Demetri Psaltis and the return of optical neural networks

It is not often that professors from EcoCloud are featured in the pages of The Economist. In an article from December 2022, entitled “Artificial intelligence and the rise of optical computing”, the author had this to say:

“The idea of turning neural networks optical is not new. It goes back to the 1990s. But only now has the technology to make it commercially viable come into existence. One of the people who has observed this transition is Demetri Psaltis, an electrical engineer then at the California Institute of Technology (Caltech) and now at the Swiss Federal Institute of Technology in Lausanne. He was among the first to use optical neural networks for face recognition.” [1]

Although Demetri Psaltis was indeed among the first to research optical neural networks, even before the 1990s, many of his most recent publications deal with this same topic. This includes one from earlier this year – an article in Nanophotonics, [2] which was already cited by another author in the same journal within a month. [3] However, that does not mean that Prof. Psaltis has been focused solely on this subject for the last forty years: it is a lot more complicated than that, and a lot more interesting.

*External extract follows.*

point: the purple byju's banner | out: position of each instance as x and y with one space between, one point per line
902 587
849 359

The dawn of optical neural networks

Neural networks are a technology that gather data in a way inspired by our nervous system – a lattice of facts (nodes) and connectors (edges). They use artificial intelligence to increase the depth of their own knowledge, for the benefit of the user. According to ChatGPT (which is itself a neural network), the largest neural network in the world is Google’s GShard, with over a trillion parameters. This is a far cry from Prof. Psaltis’ ground-breaking work on optical neural networks in the 1980s:

“Our first neural network had thirty-two nodes. Not much, but it was a start. It is not a coincidence that the rise of neural networks happened just as the home computer revolution was taking off!”

ChatGPT is a neural network, which uses machine learning to gather information on a range of subjects, increasing its knowledge autonomously, and using natural language processing to provide answers to users’ questions.

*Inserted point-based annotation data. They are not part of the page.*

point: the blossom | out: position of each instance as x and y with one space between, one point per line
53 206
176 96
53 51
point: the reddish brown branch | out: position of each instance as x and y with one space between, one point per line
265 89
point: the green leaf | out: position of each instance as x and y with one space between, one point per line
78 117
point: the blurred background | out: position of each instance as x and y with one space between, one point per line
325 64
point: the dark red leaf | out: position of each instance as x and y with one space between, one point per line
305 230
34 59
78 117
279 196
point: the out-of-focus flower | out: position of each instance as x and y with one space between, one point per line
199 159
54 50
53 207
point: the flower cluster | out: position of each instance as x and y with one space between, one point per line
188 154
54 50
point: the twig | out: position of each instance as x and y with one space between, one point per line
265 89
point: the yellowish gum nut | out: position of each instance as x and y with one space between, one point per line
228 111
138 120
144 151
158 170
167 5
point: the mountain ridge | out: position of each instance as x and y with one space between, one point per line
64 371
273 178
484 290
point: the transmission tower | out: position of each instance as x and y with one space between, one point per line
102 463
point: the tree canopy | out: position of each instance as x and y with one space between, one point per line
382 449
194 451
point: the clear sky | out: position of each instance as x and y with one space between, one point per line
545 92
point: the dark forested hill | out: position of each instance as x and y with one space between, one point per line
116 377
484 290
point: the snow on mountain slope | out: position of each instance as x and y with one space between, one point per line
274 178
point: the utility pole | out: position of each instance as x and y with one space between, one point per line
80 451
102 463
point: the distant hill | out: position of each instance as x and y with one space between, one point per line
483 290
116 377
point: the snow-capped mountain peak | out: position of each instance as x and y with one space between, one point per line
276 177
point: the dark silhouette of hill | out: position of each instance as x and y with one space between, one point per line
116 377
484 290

Wikipedia is a not a neural network, because it is maintained by human volunteers, who provide, edit and correct the information stored in its databases. It is much more reliable than ChatGPT – for the moment, at least …

The optical neural networks revolution had barely begun, but – as pointed out in the Economist – Psaltis was one of the pioneers. At the bridge between the domains of physics and computing, this ground-breaking concept involves harnessing light, and using it to create neural networks. Optical computers transport data with photons rather than electrons, offering the possibility to make use of the amazing properties of light – its parallelism and its speed – as a form of parallel processing. This not only results in fast data processing, but runs with lower power consumption than a traditional computer.

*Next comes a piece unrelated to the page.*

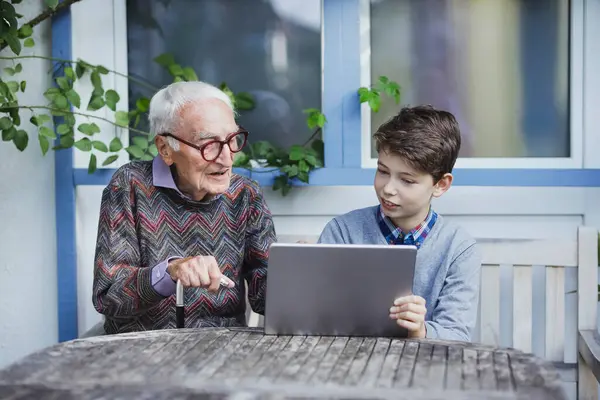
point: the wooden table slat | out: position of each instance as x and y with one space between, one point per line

In an article published in Applied Optics in 1985, Psaltis described the basis of this new technology:

“Optical techniques offer an effective means for the implementation of programmable global interconnections of very large numbers of identical parallel logic elements. In addition, emerging optical technologies such as 2D spatial light modulators, optical bistability, and thin-film optical amplifiers appear to be very well suited for performing the thresholding operation that is necessary for the implementation of the model.” [4]

Implementing this model was a breath-taking challenge, and one of many that made the reputation of Demetri Psaltis, who was then a researcher at Caltech. In order to get an idea of how important his research was to the development of optical computing, one only has to look up the phrase Optical neural network in Wikipedia. The first reference in the corresponding article is to a 1988 paper by D. Psaltis, [5] the title of which – Adaptive Optical Networks Using Photorefractive Crystals – conjures up images of physicists wrangling beams of light, like frontiersmen taming wild horses.

Illustration taken from a 1987 Paper on using optical neural networks for facial recognition – with self-portraits [6]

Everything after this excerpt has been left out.